USD decreased late on Wednesday after the Federal Reserve increased the interest rate by 75 basis points. Fed policymakers stated that future rate hikes, which are aimed at decreasing galloping inflation, could be smaller than the previous ones.
Analysts noted that the market regarded this statement as quite dovish. Investors assumed that the regulator will slow down the pace of rate hikes in the current situation. Many analysts believe that the Fed would increase the rate by only 50 bps in December.
While some market players expected the Fed to slow down monetary tightening significantly, these expectations were dispelled by Fed chairman Jerome Powell. At the press conference following the meeting he said that the Federal Reserve does not plan to slow down the pace of rate hikes. "It is very premature to be thinking about pausing," Powell added. The Fed chairman said the regulator will present a new summary of interest rate trajectory projections.
Furthermore, Powell pointed out the steady rise of the US dollar and called it "a challenge" for many countries. Expectations of an excessively high rate hike strongly pressured USD. Early on Thursday, November 3, EUR/USD traded near 0.9825. Earlier, the pair rose to 0.9832, but retreated slightly afterwards.
Market players hoped the Fed would slow down interest rate hikes this year and ultimately end the tightening cycle in the first quarter of 2023. However, the Fed's actions did not match their expectations. A 50 bps rate increase in December is the only likely policy adjustment the regulator can do.
Rising employment in the US became a key indicator signalling that the Fed would not soften their stance. According to the latest data by ADP, the US economy added 239,000 new jobs in October, well above 192,000 new jobs reported in September. The Federal Reserve uses such data to determine the level of inflation and interest rate adjustments. Strong US labor market data gives the Fed more room for maneuver, allowing the regulator to tighten its monetary policy more aggressively to fight soaring inflation.

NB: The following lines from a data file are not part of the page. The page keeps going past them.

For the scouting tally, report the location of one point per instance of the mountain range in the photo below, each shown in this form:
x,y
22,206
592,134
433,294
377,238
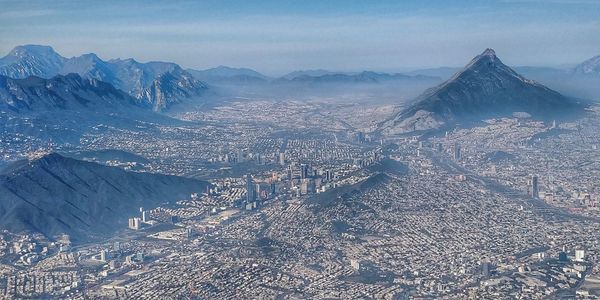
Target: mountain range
x,y
158,84
361,77
55,195
486,87
63,92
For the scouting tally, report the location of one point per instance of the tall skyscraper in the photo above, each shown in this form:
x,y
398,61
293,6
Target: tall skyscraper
x,y
282,158
250,193
535,190
103,255
304,171
457,154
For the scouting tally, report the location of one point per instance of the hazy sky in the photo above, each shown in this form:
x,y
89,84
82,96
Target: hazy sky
x,y
278,36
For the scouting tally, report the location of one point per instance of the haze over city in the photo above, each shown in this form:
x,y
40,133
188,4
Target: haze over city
x,y
276,37
300,149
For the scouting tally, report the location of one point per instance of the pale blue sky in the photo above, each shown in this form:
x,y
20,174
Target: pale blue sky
x,y
278,36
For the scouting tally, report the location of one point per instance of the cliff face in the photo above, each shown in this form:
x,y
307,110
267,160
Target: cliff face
x,y
484,88
55,195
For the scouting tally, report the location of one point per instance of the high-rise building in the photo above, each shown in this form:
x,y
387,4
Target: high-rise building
x,y
457,154
534,187
579,255
250,193
282,158
103,255
304,187
329,175
240,156
303,171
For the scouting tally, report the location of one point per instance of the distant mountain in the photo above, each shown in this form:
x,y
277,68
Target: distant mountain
x,y
224,74
484,88
69,92
589,67
362,77
311,73
441,72
54,195
160,84
31,60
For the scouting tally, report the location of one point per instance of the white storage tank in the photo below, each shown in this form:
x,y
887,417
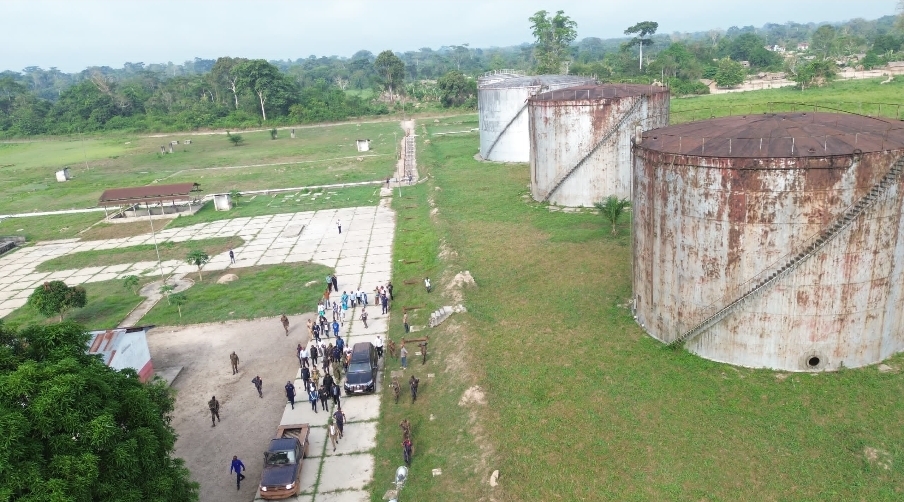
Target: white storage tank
x,y
581,139
502,112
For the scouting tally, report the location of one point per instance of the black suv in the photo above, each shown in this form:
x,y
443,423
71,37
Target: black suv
x,y
362,369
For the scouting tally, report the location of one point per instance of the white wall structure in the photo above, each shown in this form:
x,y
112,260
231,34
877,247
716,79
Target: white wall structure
x,y
123,348
581,140
502,111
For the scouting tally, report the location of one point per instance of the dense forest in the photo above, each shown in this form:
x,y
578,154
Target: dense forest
x,y
234,92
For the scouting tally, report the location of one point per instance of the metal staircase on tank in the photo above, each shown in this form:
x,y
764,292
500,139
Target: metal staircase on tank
x,y
789,266
564,176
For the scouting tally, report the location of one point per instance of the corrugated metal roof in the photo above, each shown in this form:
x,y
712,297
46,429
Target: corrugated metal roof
x,y
150,193
535,81
779,135
598,92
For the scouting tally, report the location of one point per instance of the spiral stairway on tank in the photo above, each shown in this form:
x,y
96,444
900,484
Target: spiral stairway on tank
x,y
617,127
843,222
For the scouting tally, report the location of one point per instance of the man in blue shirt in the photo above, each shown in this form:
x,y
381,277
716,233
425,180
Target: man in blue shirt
x,y
237,467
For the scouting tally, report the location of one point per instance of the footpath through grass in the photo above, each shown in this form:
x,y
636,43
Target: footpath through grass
x,y
580,403
108,304
144,252
263,291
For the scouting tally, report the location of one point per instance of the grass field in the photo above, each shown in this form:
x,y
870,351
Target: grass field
x,y
581,404
144,252
318,155
108,304
258,292
866,96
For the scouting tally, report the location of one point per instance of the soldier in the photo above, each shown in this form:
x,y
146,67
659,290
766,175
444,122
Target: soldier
x,y
258,383
214,406
413,383
290,393
285,321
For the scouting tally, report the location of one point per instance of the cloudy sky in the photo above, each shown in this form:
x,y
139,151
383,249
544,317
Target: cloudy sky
x,y
73,34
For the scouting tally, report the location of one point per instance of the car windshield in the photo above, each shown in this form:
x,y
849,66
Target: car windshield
x,y
359,368
280,457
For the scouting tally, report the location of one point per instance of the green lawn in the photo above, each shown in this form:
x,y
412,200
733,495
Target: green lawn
x,y
286,202
108,304
866,96
318,155
133,254
581,404
258,292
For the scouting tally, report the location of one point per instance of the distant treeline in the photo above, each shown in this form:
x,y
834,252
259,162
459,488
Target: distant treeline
x,y
234,93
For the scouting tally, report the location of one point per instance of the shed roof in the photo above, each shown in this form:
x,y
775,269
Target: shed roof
x,y
598,92
150,193
778,135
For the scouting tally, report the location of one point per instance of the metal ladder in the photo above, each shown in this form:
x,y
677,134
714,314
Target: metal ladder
x,y
843,222
561,179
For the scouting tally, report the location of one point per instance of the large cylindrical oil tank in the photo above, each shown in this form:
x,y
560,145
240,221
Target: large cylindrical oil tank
x,y
502,112
772,241
581,139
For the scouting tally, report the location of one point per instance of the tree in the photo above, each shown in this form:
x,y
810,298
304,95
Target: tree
x,y
729,73
391,70
197,258
643,31
612,208
178,299
75,429
552,36
263,79
55,298
131,282
235,139
456,89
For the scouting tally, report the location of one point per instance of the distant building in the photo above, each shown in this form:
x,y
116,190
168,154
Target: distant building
x,y
123,348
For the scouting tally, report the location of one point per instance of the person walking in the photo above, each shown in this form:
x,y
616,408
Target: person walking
x,y
214,407
305,376
324,396
237,467
413,384
285,322
339,416
258,383
312,397
315,353
334,434
290,393
336,392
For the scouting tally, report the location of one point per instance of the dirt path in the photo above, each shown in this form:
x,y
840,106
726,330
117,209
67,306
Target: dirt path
x,y
248,422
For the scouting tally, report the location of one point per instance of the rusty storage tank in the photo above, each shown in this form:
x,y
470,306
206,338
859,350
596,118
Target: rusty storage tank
x,y
772,241
502,112
581,139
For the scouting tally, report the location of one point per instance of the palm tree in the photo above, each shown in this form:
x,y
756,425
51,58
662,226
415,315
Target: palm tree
x,y
612,208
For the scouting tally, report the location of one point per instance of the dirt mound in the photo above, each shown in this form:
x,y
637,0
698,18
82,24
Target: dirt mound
x,y
227,278
473,395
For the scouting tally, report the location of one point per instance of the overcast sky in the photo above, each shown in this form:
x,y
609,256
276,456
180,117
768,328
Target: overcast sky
x,y
74,34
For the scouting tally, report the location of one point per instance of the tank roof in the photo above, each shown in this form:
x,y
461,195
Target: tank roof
x,y
597,92
534,81
778,135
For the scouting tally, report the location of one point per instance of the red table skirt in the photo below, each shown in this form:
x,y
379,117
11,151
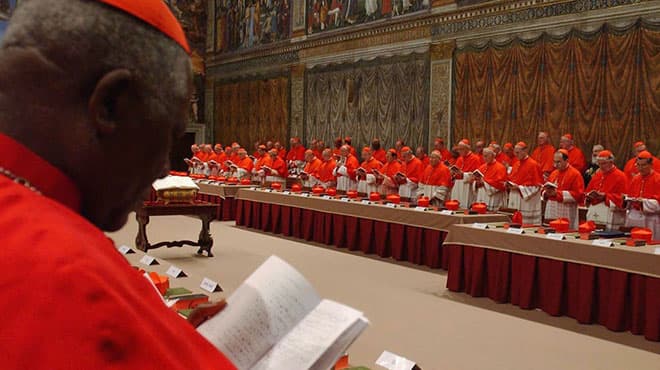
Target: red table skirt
x,y
618,300
404,243
226,207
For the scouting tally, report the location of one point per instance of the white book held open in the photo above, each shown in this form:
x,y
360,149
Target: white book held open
x,y
174,182
276,320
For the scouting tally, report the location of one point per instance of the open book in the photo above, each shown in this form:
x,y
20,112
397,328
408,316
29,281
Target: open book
x,y
549,185
276,320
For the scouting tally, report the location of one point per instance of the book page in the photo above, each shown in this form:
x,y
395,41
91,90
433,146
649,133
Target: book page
x,y
311,338
260,312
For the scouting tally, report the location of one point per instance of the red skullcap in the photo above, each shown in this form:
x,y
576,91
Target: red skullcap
x,y
644,155
155,13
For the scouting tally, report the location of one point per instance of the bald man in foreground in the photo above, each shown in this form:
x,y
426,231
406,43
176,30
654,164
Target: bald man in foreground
x,y
90,84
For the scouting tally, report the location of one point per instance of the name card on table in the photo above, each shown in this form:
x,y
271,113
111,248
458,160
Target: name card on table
x,y
125,249
175,272
392,361
210,286
555,236
148,260
602,243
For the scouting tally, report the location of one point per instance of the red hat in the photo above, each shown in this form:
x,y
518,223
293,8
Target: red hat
x,y
644,155
155,13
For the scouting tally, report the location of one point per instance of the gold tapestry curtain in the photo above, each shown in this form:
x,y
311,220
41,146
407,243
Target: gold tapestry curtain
x,y
601,86
250,111
385,98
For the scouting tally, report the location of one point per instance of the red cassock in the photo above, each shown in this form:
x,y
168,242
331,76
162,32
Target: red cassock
x,y
296,154
265,160
371,164
71,300
390,169
647,187
446,155
351,164
234,158
469,163
279,166
544,156
494,174
380,155
413,169
569,180
246,164
436,176
526,172
324,173
631,167
613,183
576,159
312,168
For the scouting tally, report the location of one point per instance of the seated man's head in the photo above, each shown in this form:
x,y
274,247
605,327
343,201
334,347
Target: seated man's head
x,y
100,94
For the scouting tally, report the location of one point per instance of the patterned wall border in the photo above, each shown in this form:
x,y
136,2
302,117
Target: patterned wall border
x,y
505,15
456,21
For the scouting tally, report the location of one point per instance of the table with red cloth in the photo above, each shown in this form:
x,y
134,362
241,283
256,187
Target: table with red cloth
x,y
617,287
405,234
223,195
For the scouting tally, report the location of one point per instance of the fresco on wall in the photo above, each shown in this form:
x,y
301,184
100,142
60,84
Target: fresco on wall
x,y
324,15
192,16
241,24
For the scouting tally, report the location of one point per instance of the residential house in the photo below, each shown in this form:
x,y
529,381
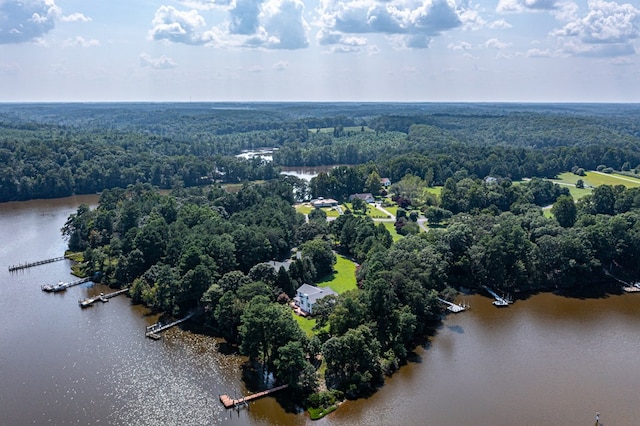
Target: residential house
x,y
324,202
307,295
366,197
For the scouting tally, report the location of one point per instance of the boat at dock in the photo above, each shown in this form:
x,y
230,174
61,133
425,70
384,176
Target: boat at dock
x,y
104,298
54,288
501,301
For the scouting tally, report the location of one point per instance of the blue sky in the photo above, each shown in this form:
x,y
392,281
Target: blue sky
x,y
320,50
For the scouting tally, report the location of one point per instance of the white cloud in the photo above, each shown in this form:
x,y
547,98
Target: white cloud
x,y
538,53
76,17
411,23
206,4
244,17
268,24
462,46
494,43
283,20
608,29
180,27
80,42
280,66
27,21
506,6
160,63
499,24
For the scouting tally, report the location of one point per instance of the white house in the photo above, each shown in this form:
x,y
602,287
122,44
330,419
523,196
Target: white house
x,y
366,197
324,202
307,295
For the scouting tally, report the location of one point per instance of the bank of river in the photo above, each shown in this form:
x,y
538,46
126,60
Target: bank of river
x,y
545,360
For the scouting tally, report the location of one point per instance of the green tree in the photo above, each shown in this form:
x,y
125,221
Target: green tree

Amid such developments, experts note that the US dollar rally can potentially continue in 2023, fuelled by concerns over a global recession and the hawkish Fed. FX strategists at Capital Economics believe that the Fed's tightening cycle is close to an end. The research firm's chief economist Jonas Goltermann predicts that the US dollar will continue to climb in the first half of 2023.
Goltermann believes that if interest rates reach their peak, it will not be an obstacle for a USD rally in the future. The economist said falling risk appetite in the global markets and rising demand for safe haven assets have given support to the US dollar. According to Goltermann, the US currency went up during earlier tightening cycles.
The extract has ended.